I really love the kind of split screen / overlay of the close up and the long establishing shot. it communicates well that the character is recalling a memory or thought. I think after a bit of time spent on that composition, the audience would understand that and you can move away from that composition, having already established that this is in the character’s memory.

About the overlay of the face –
The best example i can think of with these kind of overlays is in Apocalypse now 1979. I’ll post a scene in <#695628377884721174> i can only find the intro montage on YouTube but there are more overlay montage sequences in other parts of the film like the riverboat making its way up river. very different thematically from yours but you can extract the techniques.

In the shot which follows this one, you could take the face out, and have something like a watercolour fade vignette around the frame, which would still communicate it as being imaginary or from memory. That would give you back the full frame to play with.
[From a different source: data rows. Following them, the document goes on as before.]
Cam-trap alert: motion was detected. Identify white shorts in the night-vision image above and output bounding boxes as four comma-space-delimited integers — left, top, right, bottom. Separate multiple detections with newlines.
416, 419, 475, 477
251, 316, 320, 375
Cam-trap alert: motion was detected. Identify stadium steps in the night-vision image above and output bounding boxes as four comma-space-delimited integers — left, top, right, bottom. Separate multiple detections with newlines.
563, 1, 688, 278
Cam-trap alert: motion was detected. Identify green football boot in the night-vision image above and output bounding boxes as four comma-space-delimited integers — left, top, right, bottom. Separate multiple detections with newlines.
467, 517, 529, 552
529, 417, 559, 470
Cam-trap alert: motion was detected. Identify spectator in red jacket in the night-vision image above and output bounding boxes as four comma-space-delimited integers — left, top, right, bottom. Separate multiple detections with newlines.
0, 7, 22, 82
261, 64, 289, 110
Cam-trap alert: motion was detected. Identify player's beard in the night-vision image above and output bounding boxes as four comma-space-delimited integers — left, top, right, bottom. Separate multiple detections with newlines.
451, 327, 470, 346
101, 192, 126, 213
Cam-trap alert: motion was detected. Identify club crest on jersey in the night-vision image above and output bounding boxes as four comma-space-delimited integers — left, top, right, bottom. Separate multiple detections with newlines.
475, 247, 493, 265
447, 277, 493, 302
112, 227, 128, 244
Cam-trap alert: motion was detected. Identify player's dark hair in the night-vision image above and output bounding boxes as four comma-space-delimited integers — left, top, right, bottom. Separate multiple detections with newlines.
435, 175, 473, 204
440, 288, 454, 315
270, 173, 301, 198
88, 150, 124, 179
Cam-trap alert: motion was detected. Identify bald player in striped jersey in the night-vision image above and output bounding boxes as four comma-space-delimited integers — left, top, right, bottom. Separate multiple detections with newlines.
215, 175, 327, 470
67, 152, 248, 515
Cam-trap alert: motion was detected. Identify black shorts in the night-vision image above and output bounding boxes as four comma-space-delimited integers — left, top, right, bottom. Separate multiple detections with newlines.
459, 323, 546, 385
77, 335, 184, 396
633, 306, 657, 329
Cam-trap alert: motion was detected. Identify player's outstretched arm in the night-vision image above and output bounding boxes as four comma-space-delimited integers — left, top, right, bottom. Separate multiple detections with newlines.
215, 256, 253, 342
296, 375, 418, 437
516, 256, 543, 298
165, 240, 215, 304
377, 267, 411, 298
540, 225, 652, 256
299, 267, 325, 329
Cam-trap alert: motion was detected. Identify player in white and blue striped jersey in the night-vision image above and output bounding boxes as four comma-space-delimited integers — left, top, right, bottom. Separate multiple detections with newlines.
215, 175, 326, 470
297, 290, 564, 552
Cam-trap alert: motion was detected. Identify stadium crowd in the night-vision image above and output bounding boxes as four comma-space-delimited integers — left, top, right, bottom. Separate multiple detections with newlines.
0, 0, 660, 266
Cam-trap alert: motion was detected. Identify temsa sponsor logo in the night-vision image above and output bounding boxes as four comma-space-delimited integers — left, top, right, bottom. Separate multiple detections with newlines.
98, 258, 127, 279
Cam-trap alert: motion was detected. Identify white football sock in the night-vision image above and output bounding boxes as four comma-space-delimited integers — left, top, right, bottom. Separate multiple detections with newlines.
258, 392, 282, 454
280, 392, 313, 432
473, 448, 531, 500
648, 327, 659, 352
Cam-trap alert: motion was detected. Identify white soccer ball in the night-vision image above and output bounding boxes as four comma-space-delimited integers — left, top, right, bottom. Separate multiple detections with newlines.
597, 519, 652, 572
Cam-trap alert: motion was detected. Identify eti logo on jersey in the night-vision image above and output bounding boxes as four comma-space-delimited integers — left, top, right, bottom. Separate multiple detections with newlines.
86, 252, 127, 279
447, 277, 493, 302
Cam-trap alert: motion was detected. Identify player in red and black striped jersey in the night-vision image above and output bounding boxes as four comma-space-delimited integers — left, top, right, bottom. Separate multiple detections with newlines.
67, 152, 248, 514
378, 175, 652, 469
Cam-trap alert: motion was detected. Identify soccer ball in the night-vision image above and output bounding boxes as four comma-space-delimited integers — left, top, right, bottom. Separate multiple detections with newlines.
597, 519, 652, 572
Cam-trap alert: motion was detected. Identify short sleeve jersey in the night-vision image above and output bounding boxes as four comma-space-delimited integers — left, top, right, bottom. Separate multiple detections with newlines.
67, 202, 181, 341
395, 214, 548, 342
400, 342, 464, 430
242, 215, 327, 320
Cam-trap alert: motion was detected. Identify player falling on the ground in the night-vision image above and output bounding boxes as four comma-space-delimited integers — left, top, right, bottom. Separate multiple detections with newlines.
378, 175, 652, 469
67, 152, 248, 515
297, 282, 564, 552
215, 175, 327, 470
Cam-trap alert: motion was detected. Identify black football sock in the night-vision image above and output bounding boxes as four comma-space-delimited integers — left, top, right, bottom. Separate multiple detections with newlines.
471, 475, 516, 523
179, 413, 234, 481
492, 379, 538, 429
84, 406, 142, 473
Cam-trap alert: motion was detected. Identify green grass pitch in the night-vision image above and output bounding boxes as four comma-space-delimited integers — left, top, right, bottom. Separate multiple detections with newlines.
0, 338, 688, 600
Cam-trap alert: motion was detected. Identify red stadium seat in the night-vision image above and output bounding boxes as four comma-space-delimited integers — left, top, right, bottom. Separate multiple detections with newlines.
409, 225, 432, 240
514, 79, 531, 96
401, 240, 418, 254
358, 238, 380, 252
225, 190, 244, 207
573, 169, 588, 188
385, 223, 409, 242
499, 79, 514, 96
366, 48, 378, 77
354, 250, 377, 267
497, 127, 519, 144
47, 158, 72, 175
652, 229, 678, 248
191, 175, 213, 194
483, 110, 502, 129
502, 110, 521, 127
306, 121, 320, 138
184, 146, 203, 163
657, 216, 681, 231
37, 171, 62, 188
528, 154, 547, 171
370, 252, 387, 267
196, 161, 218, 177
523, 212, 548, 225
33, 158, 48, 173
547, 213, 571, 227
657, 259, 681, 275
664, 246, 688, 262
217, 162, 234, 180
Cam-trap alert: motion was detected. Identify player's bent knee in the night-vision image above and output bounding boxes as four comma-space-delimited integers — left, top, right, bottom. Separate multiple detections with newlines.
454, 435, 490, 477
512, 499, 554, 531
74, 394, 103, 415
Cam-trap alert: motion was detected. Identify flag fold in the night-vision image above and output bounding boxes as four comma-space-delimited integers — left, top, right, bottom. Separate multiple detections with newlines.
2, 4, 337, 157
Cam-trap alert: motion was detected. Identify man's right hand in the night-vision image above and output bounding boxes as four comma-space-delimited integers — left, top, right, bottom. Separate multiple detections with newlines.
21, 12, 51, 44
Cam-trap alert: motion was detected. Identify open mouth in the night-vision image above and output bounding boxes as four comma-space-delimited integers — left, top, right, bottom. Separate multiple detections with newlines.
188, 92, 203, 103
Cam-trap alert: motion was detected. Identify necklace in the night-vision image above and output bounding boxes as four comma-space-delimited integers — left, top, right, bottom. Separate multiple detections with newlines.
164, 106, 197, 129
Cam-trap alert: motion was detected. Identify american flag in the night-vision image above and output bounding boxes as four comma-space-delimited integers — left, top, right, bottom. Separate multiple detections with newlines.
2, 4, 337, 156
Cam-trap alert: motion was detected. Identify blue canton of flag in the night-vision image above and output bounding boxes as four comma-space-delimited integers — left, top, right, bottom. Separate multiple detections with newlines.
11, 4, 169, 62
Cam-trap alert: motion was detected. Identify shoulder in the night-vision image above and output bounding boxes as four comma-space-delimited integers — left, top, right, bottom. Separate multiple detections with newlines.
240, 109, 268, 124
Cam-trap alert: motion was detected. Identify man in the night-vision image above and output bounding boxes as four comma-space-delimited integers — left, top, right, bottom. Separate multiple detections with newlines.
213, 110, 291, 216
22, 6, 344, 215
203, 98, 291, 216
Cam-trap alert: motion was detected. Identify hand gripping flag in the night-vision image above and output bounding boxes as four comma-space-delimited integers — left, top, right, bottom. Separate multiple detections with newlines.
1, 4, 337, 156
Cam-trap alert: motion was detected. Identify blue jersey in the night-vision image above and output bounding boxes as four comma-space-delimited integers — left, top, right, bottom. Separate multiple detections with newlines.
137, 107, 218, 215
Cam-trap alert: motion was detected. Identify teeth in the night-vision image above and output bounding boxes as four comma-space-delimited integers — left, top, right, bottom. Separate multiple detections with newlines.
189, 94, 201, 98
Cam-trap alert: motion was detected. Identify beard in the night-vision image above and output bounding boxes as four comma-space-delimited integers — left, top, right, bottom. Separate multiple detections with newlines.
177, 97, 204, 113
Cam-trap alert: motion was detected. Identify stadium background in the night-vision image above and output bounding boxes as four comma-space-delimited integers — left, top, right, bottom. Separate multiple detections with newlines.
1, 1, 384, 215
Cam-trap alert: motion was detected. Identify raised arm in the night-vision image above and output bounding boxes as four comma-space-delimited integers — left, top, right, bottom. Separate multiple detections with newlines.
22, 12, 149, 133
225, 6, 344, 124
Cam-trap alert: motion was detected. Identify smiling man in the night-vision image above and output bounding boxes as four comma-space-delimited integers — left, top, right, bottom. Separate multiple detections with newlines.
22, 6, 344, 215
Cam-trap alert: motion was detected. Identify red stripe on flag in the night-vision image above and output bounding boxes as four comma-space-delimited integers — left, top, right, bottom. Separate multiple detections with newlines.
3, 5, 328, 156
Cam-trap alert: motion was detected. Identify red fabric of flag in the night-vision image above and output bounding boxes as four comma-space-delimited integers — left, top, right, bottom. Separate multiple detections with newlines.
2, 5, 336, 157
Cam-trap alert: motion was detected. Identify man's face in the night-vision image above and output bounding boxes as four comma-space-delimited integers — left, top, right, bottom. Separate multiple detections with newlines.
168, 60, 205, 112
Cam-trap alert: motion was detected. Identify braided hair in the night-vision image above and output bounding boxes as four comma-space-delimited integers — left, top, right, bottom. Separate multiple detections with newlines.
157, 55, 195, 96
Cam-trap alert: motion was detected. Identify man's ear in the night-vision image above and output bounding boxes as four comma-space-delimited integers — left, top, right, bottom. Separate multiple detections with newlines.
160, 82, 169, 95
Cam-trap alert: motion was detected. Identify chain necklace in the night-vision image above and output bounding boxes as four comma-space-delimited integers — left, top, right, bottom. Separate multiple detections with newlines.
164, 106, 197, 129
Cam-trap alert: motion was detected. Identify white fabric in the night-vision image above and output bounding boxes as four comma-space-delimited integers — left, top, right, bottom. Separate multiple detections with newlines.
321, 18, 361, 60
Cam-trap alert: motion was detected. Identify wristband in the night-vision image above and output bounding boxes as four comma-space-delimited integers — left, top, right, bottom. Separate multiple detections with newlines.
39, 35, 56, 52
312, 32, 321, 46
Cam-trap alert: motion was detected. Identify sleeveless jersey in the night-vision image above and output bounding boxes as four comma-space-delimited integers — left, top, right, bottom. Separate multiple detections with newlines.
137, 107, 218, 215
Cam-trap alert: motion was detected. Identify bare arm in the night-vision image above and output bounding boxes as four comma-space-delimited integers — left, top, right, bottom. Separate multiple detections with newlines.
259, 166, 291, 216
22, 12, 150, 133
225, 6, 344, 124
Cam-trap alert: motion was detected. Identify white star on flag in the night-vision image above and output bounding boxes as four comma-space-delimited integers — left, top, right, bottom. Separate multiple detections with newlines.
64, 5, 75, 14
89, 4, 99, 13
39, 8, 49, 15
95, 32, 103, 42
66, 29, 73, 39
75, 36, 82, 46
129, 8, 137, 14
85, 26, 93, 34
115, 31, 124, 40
Disney’s Bambi has some unfathomably beautiful production artwork – the whole film is a piece of art – like it belongs in a gallery

<@!699577798049923083> There is a great animated mini-documentary I think you would like called A is for Autism 1992 by Tim Webb. A real landmark achievement of animation. It assembles hundreds of drawings made by autistic young people, then Tim Webb (and I think a small team of animators?) fleshed out the drawings into frame by frame animation. It is quite extraordinary as the faithful interpretation of the drawings give a window into the special minds of these autistic children. The way he interprets the interview soundbites is just fantastic. I’m sure he has done other projects you would like too.